Development and ownership
While developing SeaWorld, George Millay realised the need for a water park, later recalling "being in Florida, with all its heat and hot sun, you naturally think about cooling off in water". In the mid-1970s, Millay directed his time and money towards the project. The idea of Wet 'n Wild stemmed from the splash pad at Ontario Place in Canada and the wave pool at Point Mallard Park in Alabama. Millay aimed to combine these two elements and build upon it in order to achieve a good return on investment. Due to his prior success with SeaWorld, Millay was able to form a team of investors to fund the project.
Wet 'n Wild opened in Orlando, Florida on March 13, 1977. Although Wet 'n Wild opened to rain and suffered a $600,000 loss in its first year of operation, Millay kept the park open. Millay later claimed the park "started making money the second year and never looked back". The success of the park spawned several other Wet 'n Wild-branded parks across the Americas. Millay was given the first ever Lifetime Achievement Award from the World Waterpark Association who named him the official "Father of the Waterpark".

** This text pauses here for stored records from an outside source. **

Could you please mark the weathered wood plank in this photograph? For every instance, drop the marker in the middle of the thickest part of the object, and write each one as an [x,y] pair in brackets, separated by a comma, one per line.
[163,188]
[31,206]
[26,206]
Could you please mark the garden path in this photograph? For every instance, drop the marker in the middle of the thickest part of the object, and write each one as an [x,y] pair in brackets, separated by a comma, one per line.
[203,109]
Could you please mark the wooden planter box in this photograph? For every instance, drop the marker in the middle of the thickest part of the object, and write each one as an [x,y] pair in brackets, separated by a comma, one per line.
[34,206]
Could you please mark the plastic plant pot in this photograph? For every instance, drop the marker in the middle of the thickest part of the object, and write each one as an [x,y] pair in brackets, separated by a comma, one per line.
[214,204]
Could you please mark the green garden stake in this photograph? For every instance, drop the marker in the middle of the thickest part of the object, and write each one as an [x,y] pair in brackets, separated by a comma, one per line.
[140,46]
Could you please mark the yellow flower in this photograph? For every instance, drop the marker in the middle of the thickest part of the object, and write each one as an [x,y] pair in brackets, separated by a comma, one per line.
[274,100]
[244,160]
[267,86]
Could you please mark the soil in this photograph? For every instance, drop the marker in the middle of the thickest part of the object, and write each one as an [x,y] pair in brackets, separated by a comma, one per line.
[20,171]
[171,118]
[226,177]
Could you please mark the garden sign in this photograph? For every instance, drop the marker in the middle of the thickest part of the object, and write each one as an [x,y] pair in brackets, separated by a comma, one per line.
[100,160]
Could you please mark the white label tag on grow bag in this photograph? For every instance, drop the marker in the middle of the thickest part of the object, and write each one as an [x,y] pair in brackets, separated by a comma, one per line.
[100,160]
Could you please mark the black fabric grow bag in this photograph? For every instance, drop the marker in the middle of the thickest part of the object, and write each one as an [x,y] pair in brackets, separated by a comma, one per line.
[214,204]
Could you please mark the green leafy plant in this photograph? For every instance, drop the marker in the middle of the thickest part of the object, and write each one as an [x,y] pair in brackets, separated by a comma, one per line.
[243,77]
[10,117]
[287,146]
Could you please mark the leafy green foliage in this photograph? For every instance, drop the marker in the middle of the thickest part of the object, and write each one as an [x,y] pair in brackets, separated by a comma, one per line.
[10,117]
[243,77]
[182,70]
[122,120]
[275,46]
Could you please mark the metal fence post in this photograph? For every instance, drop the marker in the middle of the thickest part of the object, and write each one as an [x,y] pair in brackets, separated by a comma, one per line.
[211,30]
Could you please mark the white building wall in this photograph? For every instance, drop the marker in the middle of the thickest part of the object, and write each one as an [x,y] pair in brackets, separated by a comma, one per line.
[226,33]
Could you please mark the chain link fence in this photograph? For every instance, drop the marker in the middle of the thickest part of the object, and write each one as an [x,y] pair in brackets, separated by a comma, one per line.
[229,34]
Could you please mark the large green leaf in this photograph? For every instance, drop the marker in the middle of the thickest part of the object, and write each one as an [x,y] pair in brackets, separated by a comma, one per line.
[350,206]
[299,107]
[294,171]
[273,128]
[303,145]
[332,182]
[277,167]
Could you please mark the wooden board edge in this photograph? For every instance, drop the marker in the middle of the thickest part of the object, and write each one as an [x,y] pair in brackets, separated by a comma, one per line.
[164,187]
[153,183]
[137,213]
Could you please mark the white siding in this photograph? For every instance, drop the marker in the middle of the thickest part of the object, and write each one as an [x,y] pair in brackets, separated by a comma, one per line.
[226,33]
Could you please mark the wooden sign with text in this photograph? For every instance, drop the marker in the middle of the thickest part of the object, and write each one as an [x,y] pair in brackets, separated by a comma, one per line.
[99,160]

In 1998, Millay sold off his interests in his Wet 'n Wild parks. Wet 'n Wild Orlando was purchased by Universal Studios Recreation Group who continued to lease the land the park is located on. In mid-2013, Universal purchased the 50 acres (20 ha) of land for $30.9 million.

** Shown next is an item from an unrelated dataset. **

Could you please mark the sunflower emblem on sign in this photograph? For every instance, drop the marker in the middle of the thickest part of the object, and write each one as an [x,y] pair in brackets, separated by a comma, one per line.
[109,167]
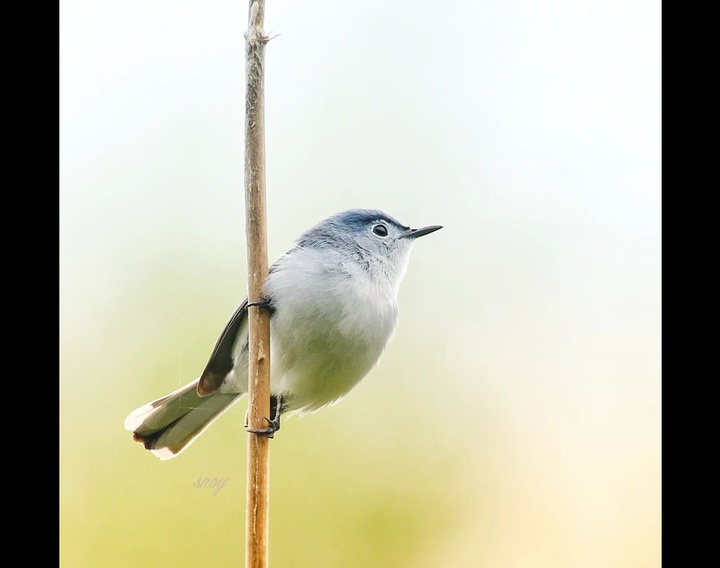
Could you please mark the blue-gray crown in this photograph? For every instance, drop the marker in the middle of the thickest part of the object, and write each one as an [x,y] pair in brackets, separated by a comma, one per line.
[343,224]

In 2000, Wet 'n Wild renovated their Kids Park children's area. The original aviation theme was converted into a sandcastle theme. The renovation saw three ProSlide Technology "Kidz" slides added as well as a castle with a tipping bucket which dumped 250 US gallons (950 l; 210 imp gal) of water every three-and-a-half minutes. With the exception of the three slides, the attraction was manufactured entirely by Integrity Attractions.
In 2001, Wet 'n Wild Orlando began a multi-year expansion plan with Canadian water slide manufacturer, ProSlide Technology. The park added The Storm, a pair of ProBowls, in 2001; The Blast, an inline tube slide, in 2003; Disco H2O, an enclosed Behemoth Bowl, in 2005; and Brain Wash, an enclosed Tornado, in 2008.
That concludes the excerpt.